International Relations

522 Attacks, 66 Dead: Inside Bangladesh’s Devastating Year of Communal Violence in 2025

On 19 January 2026, Muhammad Yunus posted on social media that his government had investigated 645 incidents involving minorities in Bangladesh during the previous year. Of those, he said, only 71 could be classified as communal in nature. The remaining 574, the government maintained, were ordinary criminal or social disputes — land conflicts, theft, sexual violence, unnatural deaths — bearing no meaningful relationship to the religion of the victims.

Monindra Kumar Nath, the Acting General Secretary of the Bangladesh Hindu Buddhist Christian Unity Council, read that post and described it, in public, as “absurd and misleading.” His organisation had spent the entire year of 2025 monitoring national newspapers and media outlets.
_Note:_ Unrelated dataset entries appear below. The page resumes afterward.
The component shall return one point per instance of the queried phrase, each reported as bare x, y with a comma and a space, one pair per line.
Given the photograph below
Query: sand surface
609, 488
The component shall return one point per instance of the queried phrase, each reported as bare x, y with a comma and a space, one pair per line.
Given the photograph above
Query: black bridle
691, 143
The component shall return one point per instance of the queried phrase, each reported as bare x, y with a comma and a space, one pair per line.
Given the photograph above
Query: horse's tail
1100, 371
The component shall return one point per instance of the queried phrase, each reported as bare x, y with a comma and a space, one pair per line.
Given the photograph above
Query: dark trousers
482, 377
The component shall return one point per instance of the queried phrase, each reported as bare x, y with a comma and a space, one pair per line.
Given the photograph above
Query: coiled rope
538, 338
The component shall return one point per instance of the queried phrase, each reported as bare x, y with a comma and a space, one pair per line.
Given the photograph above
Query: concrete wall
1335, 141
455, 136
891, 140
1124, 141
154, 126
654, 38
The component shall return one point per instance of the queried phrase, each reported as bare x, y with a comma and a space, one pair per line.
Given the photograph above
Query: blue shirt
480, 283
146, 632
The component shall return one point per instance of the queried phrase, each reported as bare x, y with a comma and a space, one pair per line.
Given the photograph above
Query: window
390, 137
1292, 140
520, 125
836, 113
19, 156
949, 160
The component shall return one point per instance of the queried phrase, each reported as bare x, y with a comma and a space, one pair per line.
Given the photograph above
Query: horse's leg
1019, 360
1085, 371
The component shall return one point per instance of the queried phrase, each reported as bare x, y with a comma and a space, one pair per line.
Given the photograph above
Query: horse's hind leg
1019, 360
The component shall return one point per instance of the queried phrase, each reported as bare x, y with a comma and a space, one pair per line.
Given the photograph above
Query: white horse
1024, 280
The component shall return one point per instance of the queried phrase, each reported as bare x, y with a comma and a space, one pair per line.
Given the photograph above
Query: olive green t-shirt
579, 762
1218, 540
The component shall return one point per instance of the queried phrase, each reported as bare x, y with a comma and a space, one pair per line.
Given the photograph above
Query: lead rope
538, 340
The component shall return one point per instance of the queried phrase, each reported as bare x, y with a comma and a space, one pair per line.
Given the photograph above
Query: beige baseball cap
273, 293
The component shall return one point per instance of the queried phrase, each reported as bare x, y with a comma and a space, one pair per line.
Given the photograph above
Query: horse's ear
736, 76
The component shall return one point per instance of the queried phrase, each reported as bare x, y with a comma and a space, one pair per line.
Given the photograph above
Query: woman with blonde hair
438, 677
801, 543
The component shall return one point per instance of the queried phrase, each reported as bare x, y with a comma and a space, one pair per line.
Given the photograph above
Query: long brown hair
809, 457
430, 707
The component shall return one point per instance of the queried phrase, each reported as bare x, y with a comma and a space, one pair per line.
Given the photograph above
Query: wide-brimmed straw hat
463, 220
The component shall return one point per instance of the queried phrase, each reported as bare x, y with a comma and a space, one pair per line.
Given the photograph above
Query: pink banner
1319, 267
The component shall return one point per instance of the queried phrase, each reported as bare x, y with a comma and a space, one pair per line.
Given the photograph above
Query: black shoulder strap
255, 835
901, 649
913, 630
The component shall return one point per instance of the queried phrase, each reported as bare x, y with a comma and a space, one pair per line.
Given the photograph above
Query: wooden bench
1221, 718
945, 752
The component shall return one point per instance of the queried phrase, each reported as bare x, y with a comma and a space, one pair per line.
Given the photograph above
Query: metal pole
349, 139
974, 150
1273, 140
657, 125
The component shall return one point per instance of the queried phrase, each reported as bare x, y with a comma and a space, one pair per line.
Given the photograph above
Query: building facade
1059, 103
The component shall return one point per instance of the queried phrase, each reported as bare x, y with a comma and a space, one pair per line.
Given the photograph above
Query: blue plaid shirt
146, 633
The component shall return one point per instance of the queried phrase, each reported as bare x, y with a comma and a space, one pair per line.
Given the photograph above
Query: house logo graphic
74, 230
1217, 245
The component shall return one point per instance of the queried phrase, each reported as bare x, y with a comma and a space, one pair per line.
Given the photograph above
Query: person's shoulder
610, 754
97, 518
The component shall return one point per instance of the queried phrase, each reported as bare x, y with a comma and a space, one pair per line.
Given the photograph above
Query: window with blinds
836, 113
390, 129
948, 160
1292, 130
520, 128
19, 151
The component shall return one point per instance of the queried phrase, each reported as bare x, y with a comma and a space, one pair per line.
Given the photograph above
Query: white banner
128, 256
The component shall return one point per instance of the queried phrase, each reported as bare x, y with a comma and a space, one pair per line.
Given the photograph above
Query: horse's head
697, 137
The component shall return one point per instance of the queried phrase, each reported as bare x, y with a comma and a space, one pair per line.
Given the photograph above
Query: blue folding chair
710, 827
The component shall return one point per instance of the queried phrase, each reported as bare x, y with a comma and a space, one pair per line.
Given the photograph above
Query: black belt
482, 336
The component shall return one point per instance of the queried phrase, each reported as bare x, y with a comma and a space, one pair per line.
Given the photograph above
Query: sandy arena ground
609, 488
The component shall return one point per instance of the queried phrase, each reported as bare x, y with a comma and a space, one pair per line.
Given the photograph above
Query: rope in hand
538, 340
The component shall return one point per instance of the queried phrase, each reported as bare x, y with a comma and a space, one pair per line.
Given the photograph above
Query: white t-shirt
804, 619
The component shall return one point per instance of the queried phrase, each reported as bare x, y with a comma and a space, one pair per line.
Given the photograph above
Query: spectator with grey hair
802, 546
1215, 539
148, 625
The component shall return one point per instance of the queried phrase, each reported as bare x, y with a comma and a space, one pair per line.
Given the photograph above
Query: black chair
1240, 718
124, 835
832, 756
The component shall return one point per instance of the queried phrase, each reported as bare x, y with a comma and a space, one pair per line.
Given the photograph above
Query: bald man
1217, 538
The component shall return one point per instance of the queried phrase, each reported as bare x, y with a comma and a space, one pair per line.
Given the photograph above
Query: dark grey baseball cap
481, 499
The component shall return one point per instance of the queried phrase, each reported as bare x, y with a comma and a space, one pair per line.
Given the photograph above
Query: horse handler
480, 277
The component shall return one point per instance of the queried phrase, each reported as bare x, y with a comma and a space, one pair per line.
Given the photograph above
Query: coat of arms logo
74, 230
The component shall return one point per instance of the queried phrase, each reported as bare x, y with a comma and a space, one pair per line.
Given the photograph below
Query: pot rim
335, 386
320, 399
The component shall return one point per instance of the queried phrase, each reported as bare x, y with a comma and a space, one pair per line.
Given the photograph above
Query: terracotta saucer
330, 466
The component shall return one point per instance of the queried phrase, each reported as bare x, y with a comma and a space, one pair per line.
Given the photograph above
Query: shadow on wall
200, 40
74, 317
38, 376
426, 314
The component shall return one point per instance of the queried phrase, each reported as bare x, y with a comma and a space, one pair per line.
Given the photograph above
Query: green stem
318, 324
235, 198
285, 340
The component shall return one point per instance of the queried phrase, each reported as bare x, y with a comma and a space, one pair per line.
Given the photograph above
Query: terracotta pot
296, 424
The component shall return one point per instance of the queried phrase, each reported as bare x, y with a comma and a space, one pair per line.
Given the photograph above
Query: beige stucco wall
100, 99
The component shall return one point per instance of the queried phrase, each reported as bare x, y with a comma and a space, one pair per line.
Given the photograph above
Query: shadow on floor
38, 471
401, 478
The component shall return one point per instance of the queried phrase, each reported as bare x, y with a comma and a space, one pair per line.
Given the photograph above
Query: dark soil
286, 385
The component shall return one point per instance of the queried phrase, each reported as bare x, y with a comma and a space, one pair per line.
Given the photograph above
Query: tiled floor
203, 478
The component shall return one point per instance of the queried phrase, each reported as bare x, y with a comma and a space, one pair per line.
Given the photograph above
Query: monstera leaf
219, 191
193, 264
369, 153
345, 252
They had counted 522 incidents of communal violence — not 71. Those 522 incidents had resulted in 61 murder cases producing at least 66 deaths, 28 cases of sexual violence including rape and gang rape, 95 attacks on places of worship, and 102 attacks on minority homes and businesses. There were also cases of abduction, torture, blasphemy-linked arrests, and systematic forcible occupation of land and commercial property.

Neither set of numbers can be right. What separates them is not just methodology but definition — specifically, a government definition that appears, as Nath put it, to exclude killings, rapes, arson attacks on homes, and land grabbing from the category of communal violence unless they occur inside a temple.

A Year Measured in Incidents

The Unity Council’s figures represent one of the most comprehensive records attempted of what Bangladesh’s minorities experienced in 2025. They are drawn from media reporting across the country, which means they are likely an undercount: incidents in areas without consistent press coverage, cases where victims chose not to speak publicly, and episodes that local police declined to record at all would not appear in newspaper columns.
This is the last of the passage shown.